本社はドイツ南西部のシュトゥットガルト。高級スポーツカーレーシングカーを専門に開発・製造し、中でも1963年に発売されたスポーツカー「ポルシェ・911」は改良を重ねながら製造・販売されている。

概要

1953年、356アメリカンロードスター
1992年、911(964型)ターボ
2005年、911(997型)カレラS(前期型)

フォルクスワーゲン・タイプ1を設計した技術者フェルディナント・ポルシェにより、デザイン事務所として設立された(設立年については1930年[1]1931年[2]と諸説あり)。1948年9月息子であるフェリー・ポルシェによって356.001が製造・販売され自動車メーカーとなった。その後も設計・エンジニアリングの仕事も続けており、メルセデス・ベンツ 500Eの設計と生産、メルセデスベンツ・C11の最終セッティング[3]ボルボ・960[4]アウディ・RS2アバント[5]のエンジンチューンなどが知られている。
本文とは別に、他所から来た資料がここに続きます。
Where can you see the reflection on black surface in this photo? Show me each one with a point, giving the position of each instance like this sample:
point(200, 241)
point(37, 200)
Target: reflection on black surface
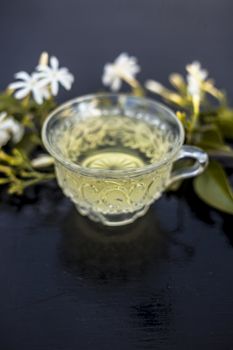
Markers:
point(205, 213)
point(95, 251)
point(153, 316)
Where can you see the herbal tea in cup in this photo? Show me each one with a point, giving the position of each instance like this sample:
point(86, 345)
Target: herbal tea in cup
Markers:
point(114, 154)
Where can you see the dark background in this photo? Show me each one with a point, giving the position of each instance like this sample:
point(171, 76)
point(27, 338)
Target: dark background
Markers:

ポルシェ一族は依然として同社の大株主ではあるものの、1971年に経営から手を退き、同社は同族経営から脱却している。このときポルシェの技術者だったポルシェ博士の孫(娘ルイーザの子)フェルディナント・ピエヒ(後にフォルクスワーゲングループ会長)、同じく孫(フェリーの子)でデザイナーだったブッツィ・ポルシェ(後にポルシェデザイン社長)も会社を去っている。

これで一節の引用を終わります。